To be forthright, the methodology of the research seems to be sound enough, and the questionnaire itself does not appear to be skewed in such a way as to solicit particular responses.  But if this is the case, then why all the fuss?  The answer to this question lies beneath the surface of all this, as it is a function of context framing rather than accuracy.  And this, to some degree, is addressed by McKinsey in their methodology response.

McKinsey’s study was a study of perceptions, while Urban Institute et al used forecasting models to predict the impact the healthcare bill would have on ESI.  Given this delineation, it becomes clearer perhaps why such discrepancies exist between the various studies.

But why, you may ask, should these two models differ so drastically, and which one is more correct and reliable?  Well, for the second question, only time will tell and I’m not about to about to open that can of worms, but the first question can be answered pretty simply.

Perception studies, like the one McKinsey performed, are based on responses during a single point in time and are influenced by the emotions around that topic at that time.  As we have seen, the emotions surrounding this topic are particularly contentious right now.  This is not to say that all perception studies are fraught with emotion and because of this emotion they cannot be trusted.

In this case, the employers were asked if they would continue their ESI based on a specific scenario.  Some 30% indicated that they likely would not.  When 2014 arrives, maybe all 30% will do exactly as they indicated, but more likely, some of the respondents will change their minds based on the final financial implications as well as new information at that time.

Forecasting models, on the other hand, are designed to take into account numerous scenarios based on what the healthcare bill may provide and the predicted responses to the same.  Typically using regression modeling and past performance to functionally predict the behaviors of both people who indicated they would drop ESI and those that didn’t.
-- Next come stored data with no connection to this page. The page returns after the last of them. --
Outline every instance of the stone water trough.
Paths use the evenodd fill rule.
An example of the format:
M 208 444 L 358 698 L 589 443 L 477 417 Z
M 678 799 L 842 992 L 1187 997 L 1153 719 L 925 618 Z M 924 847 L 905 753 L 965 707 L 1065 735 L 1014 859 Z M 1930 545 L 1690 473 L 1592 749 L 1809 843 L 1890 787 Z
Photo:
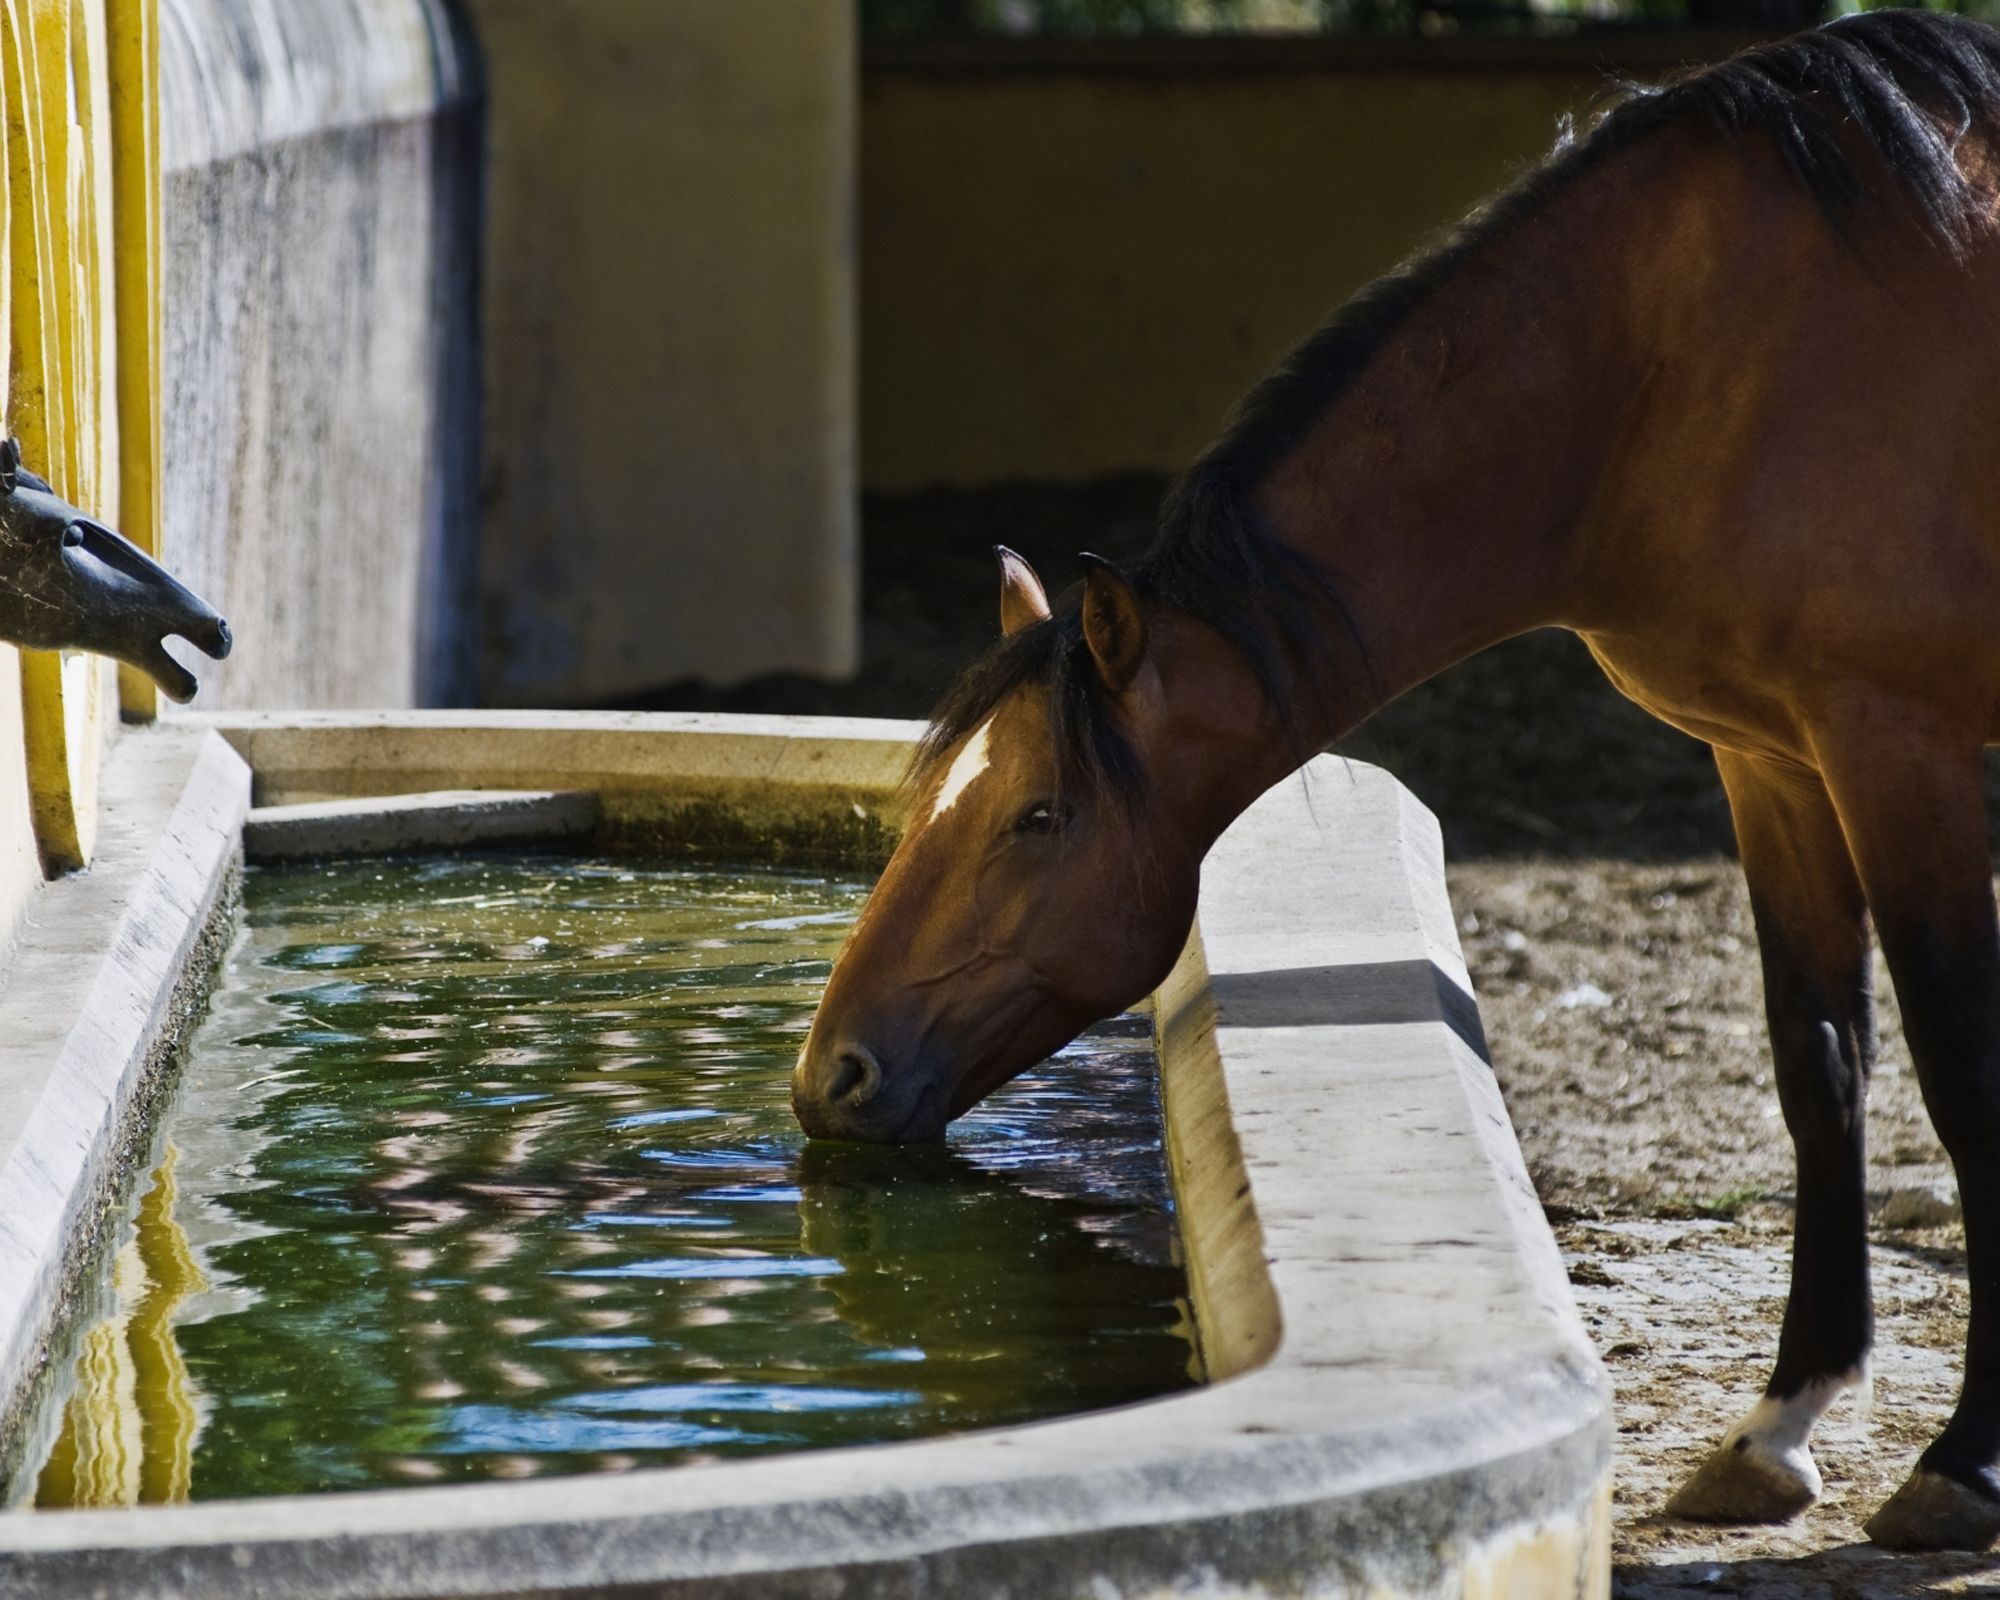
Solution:
M 14 1459 L 225 942 L 246 827 L 271 850 L 589 829 L 879 859 L 914 732 L 323 714 L 119 740 L 97 865 L 0 958 Z M 1609 1391 L 1485 1059 L 1430 815 L 1331 759 L 1274 790 L 1210 858 L 1154 1016 L 1206 1384 L 611 1477 L 13 1511 L 0 1596 L 1608 1594 Z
Perhaps emotions will die down and a larger percentage of employers will decide to stay with their ESI, or perhaps the forecasting models are underestimating the actual response come 2014 – time will provide that answer.  McKinsey’s study should not be discounted because it results differ from previous predictions.  And let’s not forget that the perceptions and opinions that they measured are indeed those of the decision-makers themselves.  However, this is a perfect example of how people can be misled by statistics and figures that give the appearance of contradiction.  I’m not trying to argue which model is right or which is wrong.  Both are valid and serve a valuable purpose.  My point here is an attempt to shed some light on perhaps why these models differ.

Research is about providing answers and both models provide different parts of the answer.  If we allow our own emotions and preconceived notions to take control then we will lose this answer in the midst of controversy.